Learn♦Grow Tasmanian Agricultural Scientist, Bruce French has spent 30 years on a voluntary mission to document information on the food plants of the world.  This achievement is underpinned by Bruce’s work in developing countries including Papua New Guinea and the Solomon Islands.

Bruce has established a plain English database of some 18,000 edible plants.  The database contains descriptions, countries and climatic zones of the plants’ origins, photos and drawings of entire plants and edible parts and cooking methods.

The database includes nutritional information on each plant.  The information in the food plants database has been and will be reproduced in a number of formats including CD, DVD, books and PowerPoint presentations.

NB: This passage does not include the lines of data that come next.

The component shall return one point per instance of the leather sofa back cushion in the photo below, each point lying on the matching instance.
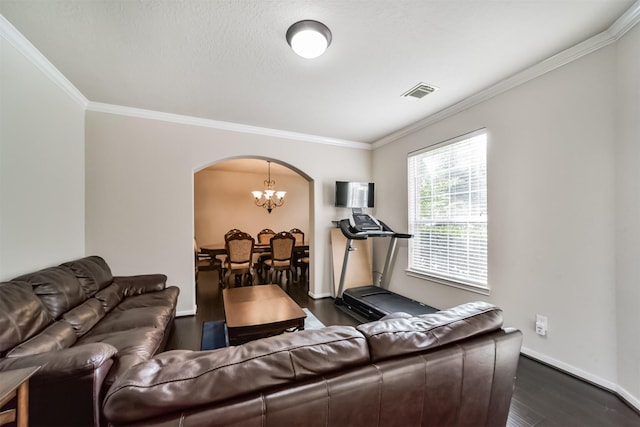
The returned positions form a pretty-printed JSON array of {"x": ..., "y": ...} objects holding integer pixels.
[
  {"x": 57, "y": 336},
  {"x": 110, "y": 296},
  {"x": 22, "y": 314},
  {"x": 93, "y": 272},
  {"x": 57, "y": 287},
  {"x": 398, "y": 336},
  {"x": 85, "y": 316},
  {"x": 183, "y": 379}
]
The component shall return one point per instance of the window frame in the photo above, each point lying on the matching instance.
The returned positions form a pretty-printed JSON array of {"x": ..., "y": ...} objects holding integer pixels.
[{"x": 449, "y": 279}]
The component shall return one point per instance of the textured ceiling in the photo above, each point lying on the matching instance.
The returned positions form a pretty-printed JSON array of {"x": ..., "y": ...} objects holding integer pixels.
[{"x": 229, "y": 60}]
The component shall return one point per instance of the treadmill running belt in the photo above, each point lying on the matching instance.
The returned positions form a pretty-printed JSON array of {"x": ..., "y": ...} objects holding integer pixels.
[{"x": 374, "y": 302}]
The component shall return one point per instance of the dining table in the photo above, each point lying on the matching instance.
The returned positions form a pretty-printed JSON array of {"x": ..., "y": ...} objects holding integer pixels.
[{"x": 219, "y": 248}]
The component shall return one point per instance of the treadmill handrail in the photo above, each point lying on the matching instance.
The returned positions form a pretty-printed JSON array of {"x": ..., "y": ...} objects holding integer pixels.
[{"x": 349, "y": 233}]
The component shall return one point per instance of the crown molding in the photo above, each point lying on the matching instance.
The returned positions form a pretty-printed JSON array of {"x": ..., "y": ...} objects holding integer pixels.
[
  {"x": 216, "y": 124},
  {"x": 614, "y": 33},
  {"x": 29, "y": 51}
]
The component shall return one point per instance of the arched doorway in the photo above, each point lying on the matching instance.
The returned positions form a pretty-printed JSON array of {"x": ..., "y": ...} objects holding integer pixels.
[{"x": 222, "y": 199}]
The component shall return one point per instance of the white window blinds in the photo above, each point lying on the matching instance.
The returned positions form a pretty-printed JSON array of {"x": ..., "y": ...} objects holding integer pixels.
[{"x": 448, "y": 210}]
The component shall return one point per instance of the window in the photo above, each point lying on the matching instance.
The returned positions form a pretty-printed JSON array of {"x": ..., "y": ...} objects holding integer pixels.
[{"x": 448, "y": 211}]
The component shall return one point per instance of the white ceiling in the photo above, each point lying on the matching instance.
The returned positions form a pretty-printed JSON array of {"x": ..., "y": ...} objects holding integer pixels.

Rotarian Buz Green of the Rotary Club of Devonport North in Tasmania (D9830) recognised the potential of the food plants database in the war against malnutrition.  He organised a relationship between the company behind the food plants database, Food Plants International, and Rotary to establish the Learn♦Grow project.  In June 2007, Learn♦Grow was formally established as the project vehicle.

Since June 2007, Buz Green and Bruce French, with the support of the Learn♦Grow  committee, Rotary and other volunteers, have transformed Learn♦Grow from a concept into a dynamic international project that has come to the attention of Rotary and organisations tackling malnutrition around the world.

The Need

Traditional and emergency responses to malnutrition in the human population have failed to come up with permanent solutions to malnutrition.  In developing countries, seven million children die each year from malnutrition. 

An alternative approach is needed to address malnutrition around the globe. Learn♦Grow is a visionary approach to malnutrition – to grow the best local foods to meet nutritional needs.


 The Advantages

Learn♦Grow empowers people in developing countries to harness local food plant resources to feed themselves and their families.  No costly equipment or structural improvements are required to get people switched onto to the advantages of growing local food plants including:

•    greater production
•    better adaptation to local conditions – soil type, rainfall, temperature
•    better resistance to pests and diseases, hence lower costs for pesticides
•    simpler growing requirements, no need for extensive areas cleared for monoculture cultivation
•    better nutritional quality of local food plants

Bruce French has documented that local food crops are frequently nutritionally superior to exotic food crops.  Nutrient levels in local food crops can be dramatically better than in exotic food plants.

The main obstacle to local people taking advantage of local food plants is the lack of knowledge to cultivate them.  Learn◊Grow is focused on imparting this knowledge to people in developing countries.

At a national economy level in developing countries, switching over to growing local food crops from growing exotic food crops or importing foodstuffs can insulate the national economy from the shocks of rising world food prices or oil based products e.g. fertilisers and pesticides.  Rising prices for imported foodstuffs e.g. rice means less money for es
sential services like health and education.  Indirect costs like the costs of shipping can also push up the price of imported foodstuffs.